Lui-même l'avait fait, et plus d'une fois, auprès des œuvres contemporaines, la démarche lui échappant complètement. Elle lui échappait encore mais l'artiste avait appris à respecter, aussi incongru soit-il, cet art et ses partisans se disant qu'il n'aurait pas apprécié, lui, qu'on critique vertement son propre art simplement par dégoût.

« Vous allez rire mais c'est pour un Opportuniste que je suis venu. » Il avait un sourire au coin des lèvres en confiant cela. Il ne pouvait jamais parler de Wilhelm sans émotions. « Un vieil ami qui avait disparu et que je ne pouvais retrouver qu'en m'ancrant à Pallatine. Je vous avoue que, parfois, je me suis demandé si c'était un bon choix. » Tobias leva les yeux, fixant un point au loin avant de se secouer. « Au final je ne le regrette pas. On ne vit qu'une fois. Je m'en serais voulu d'avoir raté l'occasion de le revoir. »

L'Autrichien reposa ses affaires sur sa sacoche en cuir. Il se leva pour se rapprocher de Jade, le carnet à la main, le lui tendant pour qu'elle puisse le prendre et regarder par elle-même. Se glissant dans le dos de la conservatrice, il observa ses réactions par-dessus son épaule. Le portrait se détachait, tons de gris et de noir, sur le blanc de la feuille offrant le visage de la conservatrice et son regard qui semblait perdu, lointain, observant quelque chose que personne ne voyait.

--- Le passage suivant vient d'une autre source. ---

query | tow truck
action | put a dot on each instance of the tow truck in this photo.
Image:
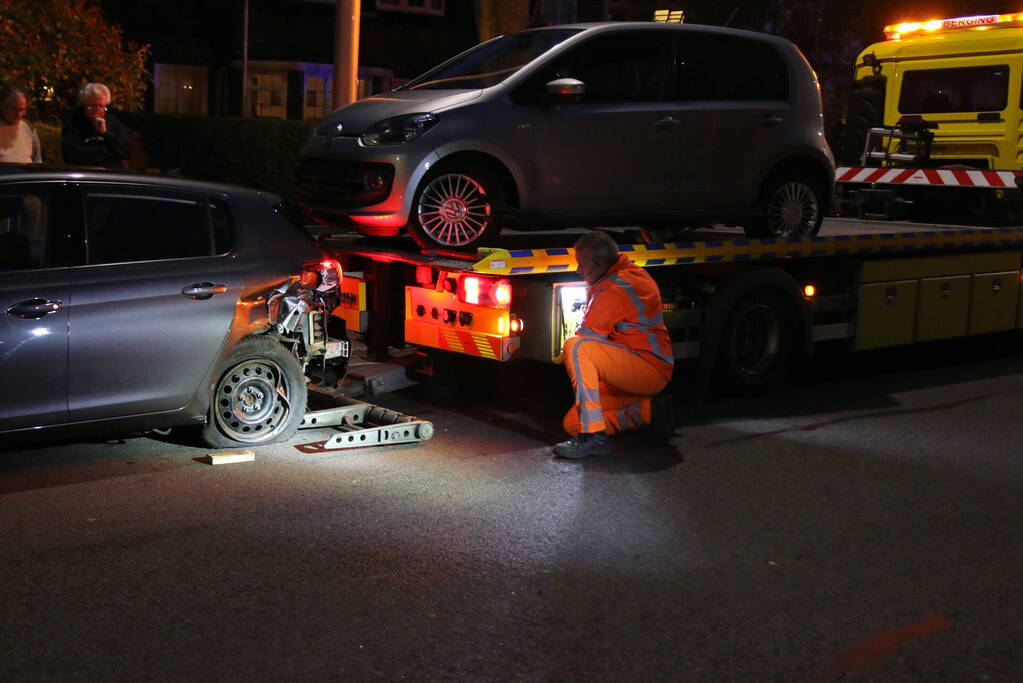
(744, 310)
(933, 122)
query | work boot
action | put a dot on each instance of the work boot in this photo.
(662, 415)
(583, 446)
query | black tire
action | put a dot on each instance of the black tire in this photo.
(791, 207)
(258, 398)
(457, 208)
(758, 343)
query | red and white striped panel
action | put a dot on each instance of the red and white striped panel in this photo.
(946, 177)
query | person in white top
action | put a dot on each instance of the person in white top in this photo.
(18, 141)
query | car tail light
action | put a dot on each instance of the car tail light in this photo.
(322, 274)
(480, 290)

« Il vous plaît ? » demanda l'artiste avec un rien d'appréhension dans la voix, comme s'il était un étudiant offrant son premier croquis.
Ven 25 Aoû 2017 - 22:20

« Peut-être qu’on aime trop facilement et sans raison, et que détester quelque chose demande un effort supplémentaire. Détester, cela veut dire qu’on rejette, que cela provoque soit un malaise, une gêne, une aversion particulière. L’extase a quelque chose de merveilleux, mais la répulsion est unique aussi. Ce n’est pas seulement dire j’aime ou je n’aime pas, c’est une question d’émotions. » Détester, cela devait être instinctif, exécrer ne demandait aucune réflexion. En cela, et au-delà du simple goût, la répulsion satisfaisait tout autant que l’émerveillement. Le rejet n’était qu’une forme mésestimée d’exaltation. « Faire naître le dégoût, c’est une forme d’art suprême. Si l’on se met à haïr vos œuvres, vous devriez en être flatté. Mieux vaut détester puissamment qu’aimer pauvrement. »

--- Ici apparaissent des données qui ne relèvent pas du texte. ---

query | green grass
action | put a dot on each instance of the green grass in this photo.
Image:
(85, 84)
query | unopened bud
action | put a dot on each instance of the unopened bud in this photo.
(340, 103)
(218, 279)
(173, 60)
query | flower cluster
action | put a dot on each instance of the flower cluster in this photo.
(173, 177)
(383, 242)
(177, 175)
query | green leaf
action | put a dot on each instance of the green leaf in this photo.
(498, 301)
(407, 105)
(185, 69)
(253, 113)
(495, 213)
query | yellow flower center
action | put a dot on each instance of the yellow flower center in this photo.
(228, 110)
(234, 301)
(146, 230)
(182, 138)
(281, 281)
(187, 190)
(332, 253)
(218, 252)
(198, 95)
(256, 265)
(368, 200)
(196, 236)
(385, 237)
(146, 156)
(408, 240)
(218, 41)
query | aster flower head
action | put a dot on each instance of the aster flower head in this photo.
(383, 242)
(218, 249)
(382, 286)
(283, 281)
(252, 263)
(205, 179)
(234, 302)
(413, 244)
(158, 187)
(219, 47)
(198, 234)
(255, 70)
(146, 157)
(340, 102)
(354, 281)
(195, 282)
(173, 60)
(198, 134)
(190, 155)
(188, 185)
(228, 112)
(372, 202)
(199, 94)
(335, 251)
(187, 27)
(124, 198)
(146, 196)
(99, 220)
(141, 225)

Jade était doucement convaincue. Les pensées s’ordonnaient, presque carrées sur le sujet. L’homme avait peut-être raison, tout cela n’avait rien d’habituel, mais il s’agissait après tout d’une intime conviction. Et peut-être cette discussion lui causait un léger souci, comme son visage semblait vouloir se durcir, sans y parvenir vraiment.

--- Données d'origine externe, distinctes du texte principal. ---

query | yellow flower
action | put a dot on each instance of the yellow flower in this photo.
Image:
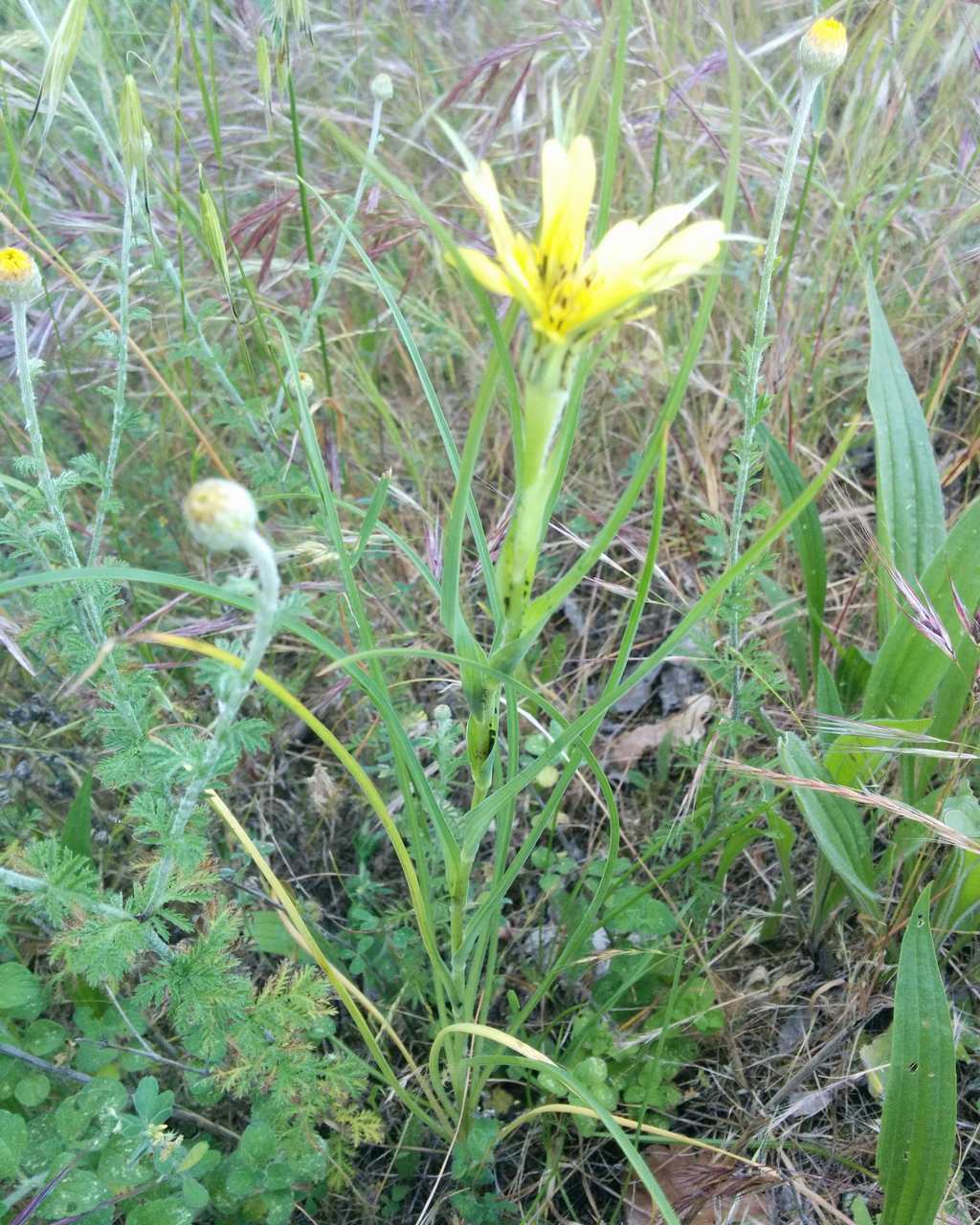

« Mais ce sont peut-être les gens qui ont raison. Pourquoi devrait-on toujours tout justifier ? Peut-être que c’est moi qui suis dans l’erreur. L’art n’appelle peut-être pas de raison, et si l’on trouve une raison à tout, on se transforme en chipoteur. Qu’en pensez-vous ? »

Son regard s’était perdu longuement sur le visage de l’artiste, avait fixé de trop les lèvres, un sourire qu’elle ne connaissait pas. Enfin elle s’était laissé prendre par la dorure des fins cheveux. S’il couchait ses traits dans son carnet, elle déposait les siens dans sa mémoire. Et puis finalement, comme ses commissures appelaient les siennes, elle lui avait à son tour souri, sans prétention. Il ne la faisait pas rire bien sûr, pas comme tout à l’heure du moins, du reste elle ne se serait jamais permise de se moquer des raisons qui l’avait conduit à Palatine. Mieux valait venir de son plein gré épris d’un but comme il l’avait fait plutôt que par erreur, juste parce que c’était simplement arrivé.

Elle médita encore. Comme cela devait être étrange de connaître quelqu’un de l’extérieur, d’avant ou bien d’après. Etait-ce rassurant, ou cela éveillait-il une certaine nostalgie ? Elle songea oui, qu’à sa place et même en ayant envie, elle n’aurait probablement pas fait le déplacement.

« Et cet opportuniste, vous l’avez revu n’est-ce pas ? Vous êtes un ami fidèle. Il devait être heureux de vous revoir. Etes-vous toujours amis ? »

Assise, elle leva naturellement les yeux pour suivre l’Autrichien, zieuta une seconde le portrait tendu avant de s’en emparer d’une main lente mais vibrante. Elle regarda longuement, mais il n’y avait pas de doutes possibles, elle se reconnaissait encore. C’est qu’il avait si bien saisi l’aura que se retrouver face à face la rendait mal à l’aise. Bien sûr, se faire face tous les jours dans une glace, c’était autre chose que de graver l’essence d’un regard, immortalisé dans un nuancé de gris et de noir.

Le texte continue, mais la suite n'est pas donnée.